Nell’Istmo di Tehuantepec, i venti animano i racconti mitici degli Ikojts, si trasformano gli antenati in esseri potenti e vitali: bambini prodigiosi, fulmini, santi volano alla velocità delle nubi segnando il paesaggio, costruendo identità. Una mito-logica d’altrove, negli stessi territori, narra di energie infinitamente consumabili, di territori immaginati vuoti, di venti incanalati in reti elettriche per rinverdire con crediti virtuali (“buoni-carbone”) il nero liquido dell’economia fossile, estratto poco più in su, dal fianco destro delle viscere messicane.
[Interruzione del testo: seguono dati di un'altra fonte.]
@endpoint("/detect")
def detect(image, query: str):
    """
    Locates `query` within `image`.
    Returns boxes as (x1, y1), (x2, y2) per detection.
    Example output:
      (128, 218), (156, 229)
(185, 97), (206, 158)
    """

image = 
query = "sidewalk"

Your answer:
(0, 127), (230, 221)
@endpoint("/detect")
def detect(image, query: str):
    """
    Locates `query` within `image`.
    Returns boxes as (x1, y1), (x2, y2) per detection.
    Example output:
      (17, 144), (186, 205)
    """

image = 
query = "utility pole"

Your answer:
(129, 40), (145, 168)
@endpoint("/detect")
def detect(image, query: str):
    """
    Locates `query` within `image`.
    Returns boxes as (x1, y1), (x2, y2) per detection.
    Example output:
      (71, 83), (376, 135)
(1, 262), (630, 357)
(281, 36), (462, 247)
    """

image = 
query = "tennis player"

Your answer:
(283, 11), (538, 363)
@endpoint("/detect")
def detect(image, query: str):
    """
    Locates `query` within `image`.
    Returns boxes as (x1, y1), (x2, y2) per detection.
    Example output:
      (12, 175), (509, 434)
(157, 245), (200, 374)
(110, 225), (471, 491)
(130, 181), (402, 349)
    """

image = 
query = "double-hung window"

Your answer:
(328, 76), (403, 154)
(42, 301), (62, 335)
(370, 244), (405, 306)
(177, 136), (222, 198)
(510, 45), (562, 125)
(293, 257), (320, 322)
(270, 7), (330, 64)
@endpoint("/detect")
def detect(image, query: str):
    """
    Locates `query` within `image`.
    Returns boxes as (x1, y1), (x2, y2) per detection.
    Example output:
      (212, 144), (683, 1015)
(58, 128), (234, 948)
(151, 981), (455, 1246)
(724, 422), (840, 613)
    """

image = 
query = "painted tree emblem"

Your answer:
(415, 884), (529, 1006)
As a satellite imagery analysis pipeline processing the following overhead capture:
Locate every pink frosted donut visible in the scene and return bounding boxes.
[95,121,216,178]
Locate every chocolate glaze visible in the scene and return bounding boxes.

Conduco la ricerca nel territorio eterotopico dell’Istmo di Tehuantepec, dove la storia lunga un secolo di estrazione e raffinazione del petrolio (“patrimonio nazionale”) convive ultimamente con la liberalizzazione energetica di stampo green. Leggo questi processi dalla prospettiva locale del pueblo di San Dionisio del Mar, dove una parte della popolazione Ikojts si è opposta con successo al progetto di un ennesimo parco eolico, tra i tanti che negli ultimi vent’anni hanno progressivamente mutato il paesaggio e circondato le lagune. I concetti di limite, sostenibilità, valore e finanziarizzazione della natura sono qui utilmente messi alla prova, al fine di comprendere da un lato gli esiti politici, a diversi livelli di scala, prodotti dagli assemblaggi tecnico-ecologici del bio-capitalismo, dall’altro per riflettere su quali siano le strade percorribili per realizzare la convivenza tra le necessità della conversione energetica e gli evidenti fallimenti della stessa osservati sul piano concreto della pratica situata.